Par ailleurs, et je soulève ce problème chaque année, la politique de réduction des risques en faveur des personnes sous main de justice est incomplète. Ces dernières ne bénéficient toujours pas du programme d’échange de seringues, accessible en milieu libre. Il y a là une injustice qu’il faudrait corriger.

Je m’interroge sur la restriction budgétaire, de l’ordre de 3, 9 %, qui frappe l’action n° 14, Prévention des maladies chroniques et qualité de vie des malades. Près de 84 % des moyens mobilisés viendront financer l’Institut national du cancer, l’INCa, qui pilote plusieurs mesures du plan cancer.

Au-delà de la généralisation des dépistages, qui est tout à fait nécessaire, il serait utile d’agir en amont pour réduire les causes des cancers. Alors qu’on s’apprête à lancer auprès des femmes enceintes une campagne d’information sur le bisphénol A, qu’en est-il, plus généralement, des moyens accordés pour la constitution d’un réseau de bio-surveillance qui permettrait d’élargir l’action à l’ensemble des perturbateurs endocriniens ?

L’idée que de telles substances jouent un rôle important dans l’augmentation de l’incidence de certains cancers hormono-dépendants paraît de plus en plus crédible, l’Académie nationale de médecine ayant par exemple publié un rapport sur le sujet voilà quinze jours. Pour ma part, après avoir mené six mois d’auditions pour l’Office parlementaire d’évaluation des choix scientifiques et technologiques, l’OPECST, je suis convaincu que le temps de l’action est venu.

Outre la lutte contre le cancer, plusieurs actions bénéficient de crédits. Je pense à la lutte contre les pratiques addictives et à risques, aux dispositions en faveur de la santé mentale ou encore aux mesures face à la maladie d’Alzheimer.

Par ailleurs, il me paraît urgent de revoir la prise en charge des toxicomanes, notamment en augmentant la capacité d’hébergement des centres de soins, d’accompagnement et de prévention en addictologie.

La progression des maladies chroniques et des problématiques de santé environnementale justifierait non seulement de consacrer une part plus importante du budget à ces domaines, mais également de redéfinir nos objectifs. La grande loi de santé publique se fait malheureusement toujours attendre.

Autre motif de satisfaction, les crédits consacrés à la formation médicale initiale progressent de près de 9 %, ce qui traduit la volonté d’une large diffusion des stages en médecine générale.

En effet, si l’on souhaite assurer une présence médicale de premier recours équilibrée sur l’ensemble du territoire, en particulier dans les zones dites « sous-denses », il est essentiel de valoriser une spécialité de plus en plus délaissée par les étudiants en médecine. Quels que soient les forfaits, les maisons de garde et les maisons de santé pluridisciplinaires éprouvent des difficultés grandissantes à recruter des médecins libéraux, qui préfèrent de plus en plus se tourner vers le salariat.

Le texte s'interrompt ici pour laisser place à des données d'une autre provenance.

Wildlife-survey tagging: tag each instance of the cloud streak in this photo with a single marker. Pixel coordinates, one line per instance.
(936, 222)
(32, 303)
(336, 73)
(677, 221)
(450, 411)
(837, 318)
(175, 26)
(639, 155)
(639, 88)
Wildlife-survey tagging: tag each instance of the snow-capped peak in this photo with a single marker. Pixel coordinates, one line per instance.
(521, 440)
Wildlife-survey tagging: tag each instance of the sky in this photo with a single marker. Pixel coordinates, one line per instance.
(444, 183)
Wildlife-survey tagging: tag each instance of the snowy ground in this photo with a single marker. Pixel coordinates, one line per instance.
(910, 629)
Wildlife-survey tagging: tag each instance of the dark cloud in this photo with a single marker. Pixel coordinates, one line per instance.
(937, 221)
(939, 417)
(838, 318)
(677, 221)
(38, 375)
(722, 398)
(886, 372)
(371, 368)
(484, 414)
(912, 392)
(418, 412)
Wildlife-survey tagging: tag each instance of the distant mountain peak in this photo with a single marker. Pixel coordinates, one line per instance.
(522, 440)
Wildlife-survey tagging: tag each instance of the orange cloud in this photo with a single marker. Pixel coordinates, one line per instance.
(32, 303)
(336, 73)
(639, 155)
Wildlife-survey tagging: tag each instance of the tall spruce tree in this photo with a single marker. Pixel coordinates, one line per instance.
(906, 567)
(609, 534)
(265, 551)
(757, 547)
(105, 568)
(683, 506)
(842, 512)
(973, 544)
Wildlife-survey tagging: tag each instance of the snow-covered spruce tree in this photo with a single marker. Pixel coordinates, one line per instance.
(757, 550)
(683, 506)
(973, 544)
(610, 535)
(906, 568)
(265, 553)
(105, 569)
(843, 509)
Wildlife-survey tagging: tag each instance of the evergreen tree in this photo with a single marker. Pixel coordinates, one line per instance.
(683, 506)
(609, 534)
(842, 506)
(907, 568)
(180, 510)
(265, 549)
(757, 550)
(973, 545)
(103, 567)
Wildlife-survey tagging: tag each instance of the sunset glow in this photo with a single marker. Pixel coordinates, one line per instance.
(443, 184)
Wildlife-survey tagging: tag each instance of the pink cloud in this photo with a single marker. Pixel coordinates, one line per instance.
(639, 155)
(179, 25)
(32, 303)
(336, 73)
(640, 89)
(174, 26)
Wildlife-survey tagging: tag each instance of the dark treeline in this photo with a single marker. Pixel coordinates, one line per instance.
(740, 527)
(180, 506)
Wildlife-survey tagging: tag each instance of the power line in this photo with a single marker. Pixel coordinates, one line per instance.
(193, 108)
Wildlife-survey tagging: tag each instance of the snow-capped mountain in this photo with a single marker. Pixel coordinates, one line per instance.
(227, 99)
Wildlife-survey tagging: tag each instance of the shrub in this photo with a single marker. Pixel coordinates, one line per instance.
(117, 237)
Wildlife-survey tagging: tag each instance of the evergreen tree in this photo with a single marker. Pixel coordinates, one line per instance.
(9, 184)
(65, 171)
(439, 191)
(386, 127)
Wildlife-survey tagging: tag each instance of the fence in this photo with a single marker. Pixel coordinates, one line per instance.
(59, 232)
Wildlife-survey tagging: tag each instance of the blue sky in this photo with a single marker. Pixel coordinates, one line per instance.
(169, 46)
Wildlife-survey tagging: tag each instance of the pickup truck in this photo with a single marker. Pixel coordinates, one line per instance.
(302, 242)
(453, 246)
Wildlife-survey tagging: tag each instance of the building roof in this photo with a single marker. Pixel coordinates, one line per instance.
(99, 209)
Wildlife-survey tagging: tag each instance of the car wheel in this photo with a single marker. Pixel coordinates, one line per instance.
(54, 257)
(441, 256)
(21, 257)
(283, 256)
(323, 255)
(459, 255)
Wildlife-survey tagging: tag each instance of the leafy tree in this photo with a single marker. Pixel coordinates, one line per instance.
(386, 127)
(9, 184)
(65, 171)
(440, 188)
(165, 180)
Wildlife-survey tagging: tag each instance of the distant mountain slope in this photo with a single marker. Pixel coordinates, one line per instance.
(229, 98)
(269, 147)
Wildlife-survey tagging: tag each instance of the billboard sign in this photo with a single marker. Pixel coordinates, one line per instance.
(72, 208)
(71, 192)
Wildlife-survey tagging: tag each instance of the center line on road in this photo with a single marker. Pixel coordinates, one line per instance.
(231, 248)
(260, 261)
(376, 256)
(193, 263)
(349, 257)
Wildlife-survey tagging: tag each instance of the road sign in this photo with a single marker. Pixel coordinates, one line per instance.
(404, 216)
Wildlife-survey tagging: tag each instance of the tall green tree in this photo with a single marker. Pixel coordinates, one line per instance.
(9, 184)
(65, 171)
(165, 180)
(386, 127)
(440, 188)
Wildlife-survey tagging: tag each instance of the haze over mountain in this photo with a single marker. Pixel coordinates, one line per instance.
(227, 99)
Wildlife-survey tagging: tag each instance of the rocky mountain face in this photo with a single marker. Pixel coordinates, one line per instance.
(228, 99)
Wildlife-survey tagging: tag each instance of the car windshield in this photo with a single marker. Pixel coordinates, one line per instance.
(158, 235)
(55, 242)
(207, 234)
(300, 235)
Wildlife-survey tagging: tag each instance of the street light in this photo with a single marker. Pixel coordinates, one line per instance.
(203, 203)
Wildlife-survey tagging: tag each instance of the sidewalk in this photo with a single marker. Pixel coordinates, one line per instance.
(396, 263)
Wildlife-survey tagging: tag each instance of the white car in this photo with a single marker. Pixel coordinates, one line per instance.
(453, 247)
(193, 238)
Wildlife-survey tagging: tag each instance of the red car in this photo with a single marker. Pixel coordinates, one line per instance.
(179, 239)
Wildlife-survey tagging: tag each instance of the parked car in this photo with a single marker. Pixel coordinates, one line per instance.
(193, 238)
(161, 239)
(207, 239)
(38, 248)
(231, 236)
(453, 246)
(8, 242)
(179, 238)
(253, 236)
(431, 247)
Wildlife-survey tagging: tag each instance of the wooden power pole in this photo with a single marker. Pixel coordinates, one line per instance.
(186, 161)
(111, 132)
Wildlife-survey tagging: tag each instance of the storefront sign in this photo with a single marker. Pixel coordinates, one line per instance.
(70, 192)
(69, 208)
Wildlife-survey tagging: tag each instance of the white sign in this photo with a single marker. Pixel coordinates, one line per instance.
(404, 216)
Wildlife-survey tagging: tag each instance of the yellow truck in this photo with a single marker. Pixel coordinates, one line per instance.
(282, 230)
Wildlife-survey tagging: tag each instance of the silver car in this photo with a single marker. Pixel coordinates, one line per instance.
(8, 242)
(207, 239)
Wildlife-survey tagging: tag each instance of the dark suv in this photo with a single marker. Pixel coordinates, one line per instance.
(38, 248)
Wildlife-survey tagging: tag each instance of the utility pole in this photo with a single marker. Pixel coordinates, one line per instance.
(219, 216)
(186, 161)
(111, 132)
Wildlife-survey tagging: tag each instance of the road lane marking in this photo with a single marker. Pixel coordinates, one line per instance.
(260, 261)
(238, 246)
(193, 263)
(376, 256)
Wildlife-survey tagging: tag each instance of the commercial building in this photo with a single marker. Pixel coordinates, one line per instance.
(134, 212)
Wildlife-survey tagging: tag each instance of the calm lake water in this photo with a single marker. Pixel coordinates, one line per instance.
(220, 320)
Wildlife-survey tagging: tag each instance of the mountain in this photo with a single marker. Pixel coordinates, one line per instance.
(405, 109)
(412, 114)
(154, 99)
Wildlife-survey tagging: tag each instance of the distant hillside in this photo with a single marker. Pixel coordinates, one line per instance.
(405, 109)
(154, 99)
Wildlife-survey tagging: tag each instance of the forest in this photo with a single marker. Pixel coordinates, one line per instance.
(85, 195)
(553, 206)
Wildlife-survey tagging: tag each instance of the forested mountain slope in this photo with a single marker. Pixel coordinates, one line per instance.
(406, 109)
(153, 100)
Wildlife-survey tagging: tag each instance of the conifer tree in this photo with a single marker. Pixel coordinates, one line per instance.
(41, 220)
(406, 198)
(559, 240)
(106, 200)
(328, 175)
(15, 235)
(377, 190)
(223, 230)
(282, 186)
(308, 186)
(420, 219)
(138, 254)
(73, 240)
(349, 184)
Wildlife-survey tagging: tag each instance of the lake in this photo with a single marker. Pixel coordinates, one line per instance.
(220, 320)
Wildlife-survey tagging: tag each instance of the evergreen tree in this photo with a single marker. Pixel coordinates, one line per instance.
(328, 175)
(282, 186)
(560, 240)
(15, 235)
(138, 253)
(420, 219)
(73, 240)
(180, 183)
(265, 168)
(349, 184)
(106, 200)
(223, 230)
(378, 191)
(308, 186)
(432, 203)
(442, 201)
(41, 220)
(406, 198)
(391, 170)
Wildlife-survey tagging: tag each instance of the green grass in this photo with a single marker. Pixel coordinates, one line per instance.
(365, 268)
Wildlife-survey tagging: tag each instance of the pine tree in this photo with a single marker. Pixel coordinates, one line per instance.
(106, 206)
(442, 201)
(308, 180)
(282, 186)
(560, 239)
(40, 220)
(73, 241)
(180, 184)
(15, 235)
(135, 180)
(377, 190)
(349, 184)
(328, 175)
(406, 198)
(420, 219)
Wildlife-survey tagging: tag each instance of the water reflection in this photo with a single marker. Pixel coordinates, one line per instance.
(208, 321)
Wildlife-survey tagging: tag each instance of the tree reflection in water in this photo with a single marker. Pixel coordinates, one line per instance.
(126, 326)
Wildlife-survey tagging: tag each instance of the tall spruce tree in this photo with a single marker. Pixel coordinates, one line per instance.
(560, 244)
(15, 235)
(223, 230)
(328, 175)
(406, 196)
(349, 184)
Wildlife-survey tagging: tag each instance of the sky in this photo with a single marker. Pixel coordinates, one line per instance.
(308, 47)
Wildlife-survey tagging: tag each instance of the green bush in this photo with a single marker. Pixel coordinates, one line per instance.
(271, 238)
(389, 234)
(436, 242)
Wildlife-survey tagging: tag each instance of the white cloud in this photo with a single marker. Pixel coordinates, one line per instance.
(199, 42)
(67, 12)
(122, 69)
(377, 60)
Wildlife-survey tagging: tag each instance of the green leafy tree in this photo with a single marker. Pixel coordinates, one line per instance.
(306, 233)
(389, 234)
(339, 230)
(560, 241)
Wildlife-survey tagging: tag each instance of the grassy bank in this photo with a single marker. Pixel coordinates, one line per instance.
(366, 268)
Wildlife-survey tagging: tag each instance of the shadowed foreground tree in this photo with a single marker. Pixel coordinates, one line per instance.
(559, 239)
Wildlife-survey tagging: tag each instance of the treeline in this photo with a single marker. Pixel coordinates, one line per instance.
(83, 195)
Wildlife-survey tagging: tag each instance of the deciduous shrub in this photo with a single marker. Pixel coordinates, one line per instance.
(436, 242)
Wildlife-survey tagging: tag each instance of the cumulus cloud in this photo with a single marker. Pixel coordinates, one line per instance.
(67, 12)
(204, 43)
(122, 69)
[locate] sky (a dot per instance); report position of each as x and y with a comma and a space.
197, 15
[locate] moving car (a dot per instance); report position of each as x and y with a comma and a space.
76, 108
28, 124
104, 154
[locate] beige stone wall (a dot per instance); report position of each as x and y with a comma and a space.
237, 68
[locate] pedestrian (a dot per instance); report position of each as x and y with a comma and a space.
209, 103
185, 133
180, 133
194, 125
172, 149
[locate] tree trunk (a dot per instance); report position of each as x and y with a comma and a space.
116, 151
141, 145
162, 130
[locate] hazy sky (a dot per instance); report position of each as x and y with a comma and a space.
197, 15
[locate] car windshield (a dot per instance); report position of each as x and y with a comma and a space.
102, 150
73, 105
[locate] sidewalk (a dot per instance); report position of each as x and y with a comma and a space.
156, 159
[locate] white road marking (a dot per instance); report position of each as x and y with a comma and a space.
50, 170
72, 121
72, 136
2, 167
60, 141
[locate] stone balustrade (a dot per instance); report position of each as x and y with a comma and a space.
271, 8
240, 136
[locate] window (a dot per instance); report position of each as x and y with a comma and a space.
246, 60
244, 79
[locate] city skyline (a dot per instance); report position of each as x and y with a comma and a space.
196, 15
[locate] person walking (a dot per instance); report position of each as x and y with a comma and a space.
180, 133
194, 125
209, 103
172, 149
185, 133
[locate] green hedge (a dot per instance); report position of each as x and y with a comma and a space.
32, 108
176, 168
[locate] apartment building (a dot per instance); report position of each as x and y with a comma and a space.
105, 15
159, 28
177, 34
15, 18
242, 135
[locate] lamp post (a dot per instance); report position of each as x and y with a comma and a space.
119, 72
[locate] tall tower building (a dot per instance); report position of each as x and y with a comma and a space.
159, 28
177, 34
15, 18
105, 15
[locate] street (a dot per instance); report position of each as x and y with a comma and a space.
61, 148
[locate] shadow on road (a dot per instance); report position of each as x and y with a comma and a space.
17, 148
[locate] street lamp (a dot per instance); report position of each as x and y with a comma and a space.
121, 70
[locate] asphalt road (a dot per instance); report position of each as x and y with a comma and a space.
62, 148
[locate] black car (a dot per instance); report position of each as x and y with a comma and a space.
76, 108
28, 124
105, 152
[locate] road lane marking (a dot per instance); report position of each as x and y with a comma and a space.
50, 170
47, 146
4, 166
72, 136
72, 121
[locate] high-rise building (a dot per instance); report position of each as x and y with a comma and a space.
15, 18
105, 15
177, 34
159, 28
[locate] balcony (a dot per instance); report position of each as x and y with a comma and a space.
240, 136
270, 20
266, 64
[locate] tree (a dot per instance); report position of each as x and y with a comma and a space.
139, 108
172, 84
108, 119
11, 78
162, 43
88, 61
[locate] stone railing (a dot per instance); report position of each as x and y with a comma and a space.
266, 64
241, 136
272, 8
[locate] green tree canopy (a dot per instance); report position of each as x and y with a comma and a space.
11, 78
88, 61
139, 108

Afin de répondre pour un coût maîtrisé aux besoins de nombreux territoires qui désespèrent, le ministère de la santé réfléchit-il à des solutions autres que les mesures coercitives, qui ne changeront évidemment pas la donne ?

Pour autant, l’objectif retenu en 2012, c’est-à-dire 6 660 externes de deuxième cycle effectuant un stage de sensibilisation à la médecine générale, est ambitieux. Il suppose que les lieux de stage soient en nombre suffisant, ce qui n’est pas acquis au vu des résultats des années précédentes. On peut évidemment espérer que la situation s’améliore, notamment grâce à la reconnaissance du statut de praticien agréé-maître de stage des universités.

Enfin, le Gouvernement propose de régler la question de la responsabilité civile des professionnels de santé. Je me réjouis d’une telle initiative. En effet, avec d’autres collègues, j’ai évoqué ce problème chaque fois que le Sénat était saisi d’un projet de loi de financement de la sécurité sociale.